Вспомнив о “Гамлете”, нельзя не сказать, что Рецептер исполнял роль датского принца на сцене Ташкентского театра, где начинал свою актерскую карьеру. С “Гамлетом” театр гастролировал в Ленинграде и Москве, и этим гастролям мы обязаны появлением артиста в труппе БДТ — его заметил и позвал к себе Товстоногов. Но книга, имеющая подзаголовок гастрольный роман, посвящена совсем другим гастролям — в Японию, и уже не Ташкентского, а Большого Драматического театра, — в коих тоже участвовал Рецептер, правда, уже не с ролью Гамлета. Случились они в 1983-м — вроде бы недавно, но это было принципиально иное время, не жившим в котором трудно его себе вообразить. В романе рефреном проходит: “Читателю, не пережившему наших времен, следует объяснить…”
Мифические времена, когда советские люди осваивали житье при развитом социализме! Были фразы, лозунги, отчеты и присяги, не задевающие обыденного сознания, ибо всем было понятно, что на самом деле все другое и по-другому. Короче, параллельное существование двух пластов жизни, мифического и реального, — “двоемыслие”, по определению Оруэлла.
Артист Р., как называет своего героя писатель Р. (также участвующий в повествовании), был тогда уже не столь молод, но не по годам наивен. И писателю Р. со временем пришлось многое переосмыслить и додумать за своего несообразительного двойника. Мы становимся свидетелями этих раскопок памяти, одновременно реконструируя свои сходные ситуации. Другое дело, что не всякому из нас в те времена светила поездка за границу, тем более в загадочную Японию, а ведь именно там разворачивается сюжет гастрольного романа.
В какой стране мы жили? Действительно ли в “империи зла”? Помню, что, когда услышала эти слова Рейгана, страшно возмутилась. Наверное, сработал комплекс, подмеченный еще Пушкиным: мы можем ругать свое отечество, но стоит это сделать иностранцу — бросаемся на его защиту. К тому же, тогда я как-то не связывала рейгановское высказывание с гибелью корейского авиалайнера с двумястами шестьюдесятью девятью пассажирами на борту, сбитого советским перехватчиком. Именно из романа, о котором пишу, я и узнала о связи того и другого. Та самая японская гастроль ленинградского театра проходила как раз после случившегося в небе несчастья, вследствие чего была на грани срыва из-за бойкота японских зрителей.
В книге Рецептера приводятся разные реакции артистов на прямой вопрос “вражеской стороны”: что вы думаете о расстреле южнокорейского “боинга”? Конечно, отвечали осторожно. Да и как иначе? — кругом были уши.
В поездку вместе с театром отправились представители одного прекрасного учреждения. Некая дама была этим учреждением уполномочена возглавлять группу гастролеров. Но, кроме того, по сведениям актеров, с ними были еще четыре кэгебэшника — двое смотрели за рабочими, двое за труппой. Так было положено, еще до всех экстремальных событий. Почему командировали с театром “политических надзирателей”? Боялись, что артисты останутся в Японии? Пресекали “лишнее общение”, возможность вербовки? Страховались на случай не достойного “советского человека” поведения? Испокон веку в России цвела параноидальная боязнь заграницы, “откуда все зло”.

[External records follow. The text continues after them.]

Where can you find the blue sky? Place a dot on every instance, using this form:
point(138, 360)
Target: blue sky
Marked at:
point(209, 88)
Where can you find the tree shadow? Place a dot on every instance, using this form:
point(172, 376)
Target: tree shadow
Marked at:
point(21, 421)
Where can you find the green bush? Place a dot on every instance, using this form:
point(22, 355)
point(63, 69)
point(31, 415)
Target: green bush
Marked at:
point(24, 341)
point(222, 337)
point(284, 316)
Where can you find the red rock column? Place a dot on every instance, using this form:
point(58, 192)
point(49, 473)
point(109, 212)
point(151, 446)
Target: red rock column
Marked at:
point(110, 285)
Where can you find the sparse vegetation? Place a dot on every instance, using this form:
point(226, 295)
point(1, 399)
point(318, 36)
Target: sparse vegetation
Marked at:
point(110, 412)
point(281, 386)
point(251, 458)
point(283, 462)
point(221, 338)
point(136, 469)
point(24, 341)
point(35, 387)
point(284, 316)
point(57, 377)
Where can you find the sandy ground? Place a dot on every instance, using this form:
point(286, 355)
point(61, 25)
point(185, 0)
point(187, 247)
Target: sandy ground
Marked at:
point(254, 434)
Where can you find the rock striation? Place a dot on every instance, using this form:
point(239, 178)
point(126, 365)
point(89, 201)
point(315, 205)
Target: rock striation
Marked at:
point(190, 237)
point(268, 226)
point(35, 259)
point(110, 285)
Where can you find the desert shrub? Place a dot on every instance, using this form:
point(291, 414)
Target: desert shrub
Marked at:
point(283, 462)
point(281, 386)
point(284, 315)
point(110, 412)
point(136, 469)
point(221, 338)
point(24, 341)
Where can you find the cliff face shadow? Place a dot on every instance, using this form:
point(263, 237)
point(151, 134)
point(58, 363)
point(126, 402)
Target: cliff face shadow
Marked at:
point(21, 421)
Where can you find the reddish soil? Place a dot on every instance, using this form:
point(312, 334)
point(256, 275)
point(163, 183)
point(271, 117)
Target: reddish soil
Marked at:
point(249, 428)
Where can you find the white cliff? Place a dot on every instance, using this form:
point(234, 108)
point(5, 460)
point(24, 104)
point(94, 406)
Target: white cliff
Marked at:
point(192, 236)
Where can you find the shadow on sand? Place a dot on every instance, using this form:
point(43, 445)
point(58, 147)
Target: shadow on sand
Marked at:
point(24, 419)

Вот ведь и Пушкина за границу не выпускали, хоть и многократно просился: политически неблагонадежен. Через сто пятьдесят лет, в брежневские времена, чтобы отправиться “за бугор”, нужно было быть “выездным”: иметь “чистую анкету”, не иметь родственников за границей, желательно — быть партийным… Беспартийного Рецептера за компанию со Стржельчиком, включив в гастрольный список, попытались заманить в Антисионистский комитет, от чего обоим чудом удалось отвертеться.
Сам Мастер не только должен был постоянно оглядываться на “руководящую и направляющую силу общества”, принося ей дань спектаклями к революционным датам, но и быть постоянно начеку в своих высказываниях. Например, рассказывая о Любимове, у которого закрыли подряд три спектакля, он обязан был помнить, что среди слушателей-актеров есть парторг, есть член ЦК…
Профессия актера — свободная, и актерское племя в чем-то сродни цыганскому: любит свободу. Может быть, оттого и спивались один за другим все парторги театра, что слишком несоприродна была их актерская сущность навязанной им роли.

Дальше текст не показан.